Does it mean the number of neurons that will be dropped out is same along time step? which means at every timestep t, there would be n neurons dropped?
Question 2: Do I have to include 'batch_size' in noise_shape when creating models? --> see the following example.
Suppose I have a multivariate time series data in the shape of (10000, 1, 100, 2) --> (number of data, channel, timestep, number of features).
Then I create batches with batch size of 64 --> (64, 1, 100, 2)
If I want to create a CNN model with drop out, I use Keras functional API:
inp = Input([1, 100, 2])
conv1 = Conv2D(64, kernel_size=(11,2), strides(1,1),data_format='channels_first')(inp)

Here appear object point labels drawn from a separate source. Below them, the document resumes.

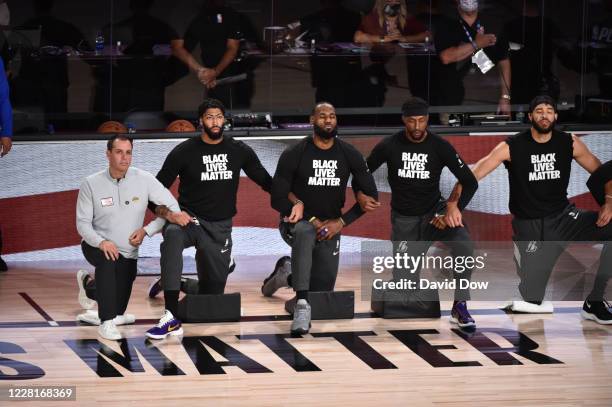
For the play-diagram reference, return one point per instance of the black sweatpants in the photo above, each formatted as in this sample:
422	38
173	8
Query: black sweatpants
414	235
213	243
540	242
314	264
114	280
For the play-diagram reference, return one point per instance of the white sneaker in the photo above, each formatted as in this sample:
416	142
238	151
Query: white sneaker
86	303
526	307
108	330
125	319
91	317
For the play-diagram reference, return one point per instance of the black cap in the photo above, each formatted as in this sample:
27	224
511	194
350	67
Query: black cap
415	107
542	99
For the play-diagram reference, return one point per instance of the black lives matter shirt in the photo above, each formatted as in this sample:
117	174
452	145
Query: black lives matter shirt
319	178
414	171
209	175
539	174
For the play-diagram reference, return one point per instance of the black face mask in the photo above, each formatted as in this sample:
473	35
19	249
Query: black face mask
541	129
324	134
392	10
213	136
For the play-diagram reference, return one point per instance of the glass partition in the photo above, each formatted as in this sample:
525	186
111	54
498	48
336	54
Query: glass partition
74	65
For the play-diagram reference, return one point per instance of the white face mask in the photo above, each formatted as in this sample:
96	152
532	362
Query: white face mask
5	14
468	5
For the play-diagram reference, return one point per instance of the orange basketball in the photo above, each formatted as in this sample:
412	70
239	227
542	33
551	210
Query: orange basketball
180	126
112	126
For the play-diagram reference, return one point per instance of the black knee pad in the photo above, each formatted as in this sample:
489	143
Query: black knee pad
328	304
406	304
209	308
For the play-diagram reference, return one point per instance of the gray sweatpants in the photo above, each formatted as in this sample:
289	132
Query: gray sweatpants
314	264
414	235
213	242
540	242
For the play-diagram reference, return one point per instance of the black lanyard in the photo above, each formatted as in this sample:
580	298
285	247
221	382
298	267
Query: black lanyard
467	32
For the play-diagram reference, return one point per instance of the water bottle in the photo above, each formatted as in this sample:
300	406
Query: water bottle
99	43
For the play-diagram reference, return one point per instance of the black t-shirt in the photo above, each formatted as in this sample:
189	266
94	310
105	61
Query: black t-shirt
209	175
211	29
319	178
538	174
597	182
450	32
414	171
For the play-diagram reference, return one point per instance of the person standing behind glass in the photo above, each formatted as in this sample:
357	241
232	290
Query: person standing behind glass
532	64
217	30
388	22
6	131
456	41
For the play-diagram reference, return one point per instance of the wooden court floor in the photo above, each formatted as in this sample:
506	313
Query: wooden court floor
510	360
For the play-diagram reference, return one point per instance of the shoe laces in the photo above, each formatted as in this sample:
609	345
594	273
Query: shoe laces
461	309
167	317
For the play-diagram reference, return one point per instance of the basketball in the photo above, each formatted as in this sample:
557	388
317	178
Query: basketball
180	126
112	126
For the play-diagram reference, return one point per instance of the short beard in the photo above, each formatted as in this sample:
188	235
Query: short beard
411	135
213	136
324	134
542	130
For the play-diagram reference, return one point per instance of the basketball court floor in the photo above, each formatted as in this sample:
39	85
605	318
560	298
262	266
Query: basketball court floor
509	360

max1 = MaxPooling2D((2,1))(conv1)
max1_shape = max1._keras_shape
drop1 = Dropout((0.1, noise_shape=[**?**, max1._keras_shape[1], 1, 1]))
Because the output shape of layer max1 should be (None, 64, 50, 1), and I cannot assign None to the question mark (which corresponds to batch_size)
I wonder how should I cope with this? Should I just use (64, 1, 1) as noise_shape? or should I define a variable called 'batch_size', then pass it to this argument like (batch_size, 64, 1, 1)?